2 That extra-linguistic factors may influence the degree of exhaustion of a rule has been frequently pointed out in the literature. Adams, for example, includes the phrase "when occasion demands" (1973:197) in her definition of productivity cited in note 13 above.
3 Neuhaus (1971:154-156, 1973:309-317) suggests yet another related measure, namely the proportion of new derivatives of a given type among all lexical innovations in the given period. Since the latter number is constant for all derivational patterns of that period this measure is only a notational variant of the number of new types in that period. In a diachronic perspective, the measure is nevertheless interesting because it shows the increase in the use of a certain process in relation to the overall growth of the vocabulary.
4 Baayen and Renouf (1996) treat in-, -ity, -ly, -ness, un-, Baayen and Lieber (1991) probably largely trusted the parsings done by the CELEX staff.

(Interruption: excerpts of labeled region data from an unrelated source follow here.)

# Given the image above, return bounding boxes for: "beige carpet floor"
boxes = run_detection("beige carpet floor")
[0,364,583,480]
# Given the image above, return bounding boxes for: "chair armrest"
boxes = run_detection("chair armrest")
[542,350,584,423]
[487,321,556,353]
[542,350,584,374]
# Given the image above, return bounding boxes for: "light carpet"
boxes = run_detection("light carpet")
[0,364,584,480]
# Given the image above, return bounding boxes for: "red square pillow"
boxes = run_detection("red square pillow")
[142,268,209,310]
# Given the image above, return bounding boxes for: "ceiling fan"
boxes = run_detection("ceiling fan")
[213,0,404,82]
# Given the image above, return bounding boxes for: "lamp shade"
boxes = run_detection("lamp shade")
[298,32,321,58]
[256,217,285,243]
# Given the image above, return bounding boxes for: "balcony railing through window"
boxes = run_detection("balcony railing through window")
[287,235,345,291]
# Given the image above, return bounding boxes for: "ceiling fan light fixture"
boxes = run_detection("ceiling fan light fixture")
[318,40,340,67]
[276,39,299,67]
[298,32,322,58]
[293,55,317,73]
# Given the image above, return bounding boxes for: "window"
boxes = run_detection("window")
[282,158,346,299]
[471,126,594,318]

5 See van Marie (1985) for an overview over derived personal nouns in Dutch.
6 The calculations are not directly based on a text corpus, but on the CELEX lexical data base (Baayen et al. 1993), whose English part is in turn based on the Cobuild corpus. It is important to note that the figures presented in Baayen (1992), and also those in Baayen and Lieber (1991) and Baayen (1993), have turned out to be fundamentally flawed, due to a serious deficiency of the CELEX corpus: many low-frequency items of the Cobuild corpus did not make it into the CELEX data base. Unfortunately, this was un-known to these authors at the time of writing. For some discussion of this, see Baayen and Renouf (1996:92, note 13). Future users of CELEX should be aware that later versions of the CELEX corpus have the same shortcoming. Thus, in my 1994 version of CELEX (version 2.5) I find three hapaxes of -ize derivatives, while Baayen and Lieber (1991:822) have only one, I have two be- derivatives with verbal bases as against zero in Baayen and Lieber, one -ify as against zero, two de- as against three, and so forth.

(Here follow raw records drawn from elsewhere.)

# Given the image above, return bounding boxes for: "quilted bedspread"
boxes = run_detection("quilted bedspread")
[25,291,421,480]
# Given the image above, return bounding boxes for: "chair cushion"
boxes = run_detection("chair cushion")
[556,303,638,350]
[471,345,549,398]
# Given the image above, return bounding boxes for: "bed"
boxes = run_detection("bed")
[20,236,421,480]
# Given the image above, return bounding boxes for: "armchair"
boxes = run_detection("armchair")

For simply illustrating the concept of global productivity in figure 2.1. the incorrectness of the CELEX figures can be disregarded.

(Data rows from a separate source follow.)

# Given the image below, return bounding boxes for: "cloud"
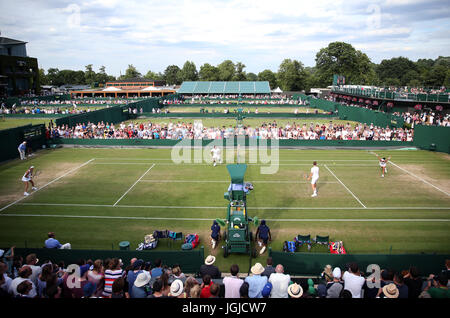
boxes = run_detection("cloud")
[0,0,450,76]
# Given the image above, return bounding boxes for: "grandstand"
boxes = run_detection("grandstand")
[177,81,271,95]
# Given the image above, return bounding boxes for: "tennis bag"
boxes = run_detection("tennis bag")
[181,234,200,250]
[283,241,297,253]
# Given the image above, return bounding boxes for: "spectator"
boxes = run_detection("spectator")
[342,263,366,298]
[200,274,213,298]
[87,259,105,297]
[200,255,222,279]
[424,273,450,298]
[394,273,408,298]
[110,277,130,298]
[326,267,344,298]
[184,276,199,297]
[24,254,42,286]
[129,272,151,298]
[169,279,187,298]
[239,282,249,298]
[189,284,202,298]
[169,265,186,284]
[9,266,37,298]
[209,283,220,298]
[150,258,163,279]
[223,264,244,298]
[45,232,72,250]
[255,220,272,254]
[377,283,399,298]
[287,283,303,298]
[127,259,143,298]
[102,258,123,298]
[245,263,267,298]
[403,266,423,299]
[269,264,291,298]
[261,256,275,278]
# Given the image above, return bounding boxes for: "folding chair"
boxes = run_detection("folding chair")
[294,234,311,251]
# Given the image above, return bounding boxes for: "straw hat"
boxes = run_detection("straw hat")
[134,272,152,287]
[205,255,216,265]
[288,283,303,298]
[170,279,183,297]
[383,283,399,298]
[251,263,264,275]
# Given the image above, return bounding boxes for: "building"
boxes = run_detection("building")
[70,78,176,98]
[0,37,40,97]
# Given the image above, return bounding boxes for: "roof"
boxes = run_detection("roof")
[0,37,27,45]
[178,81,271,94]
[108,77,162,83]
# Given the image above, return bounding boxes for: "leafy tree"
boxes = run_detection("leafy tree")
[258,70,277,89]
[179,61,198,81]
[164,65,181,85]
[198,63,219,81]
[217,60,236,81]
[277,59,308,91]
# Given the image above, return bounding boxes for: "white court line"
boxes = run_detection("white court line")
[388,160,450,196]
[137,179,338,184]
[0,158,95,213]
[18,203,450,210]
[114,163,155,206]
[1,214,450,222]
[325,165,367,208]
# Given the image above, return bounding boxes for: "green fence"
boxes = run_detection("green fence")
[414,125,450,153]
[51,138,414,148]
[0,124,46,161]
[55,106,129,127]
[269,249,450,276]
[5,246,205,273]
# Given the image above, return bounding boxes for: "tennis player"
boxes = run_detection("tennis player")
[308,161,319,197]
[22,166,37,196]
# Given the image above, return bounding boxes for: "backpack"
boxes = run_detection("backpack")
[283,241,297,253]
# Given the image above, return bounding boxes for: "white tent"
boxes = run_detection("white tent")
[272,87,283,93]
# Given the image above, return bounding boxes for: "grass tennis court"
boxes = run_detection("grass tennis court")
[0,148,450,271]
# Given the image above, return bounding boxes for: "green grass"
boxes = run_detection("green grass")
[0,148,450,271]
[124,117,358,127]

7 The affixes mentioned are -ness (77 hapaxes), -ation (47), -er (40), -ity (29), -ment (9), -ian (4), -ism (4), -al (3), -ee (2). Note again, that these figures are flawed to an unknown extent due to the use of CELEX. For the purposes of our discussion the inaccuracy of the figures is not relevant, since the parallel figures for Dutch are correct, and they raise the same questions. This also suggests that the error rate in the CELEX data base is evenly distributed across different affixes.
8 The original French terms are "rentabilité", "regularité" and "disponibilité". The English equivalent terms are taken from Carstairs-McCarthy (1992:37).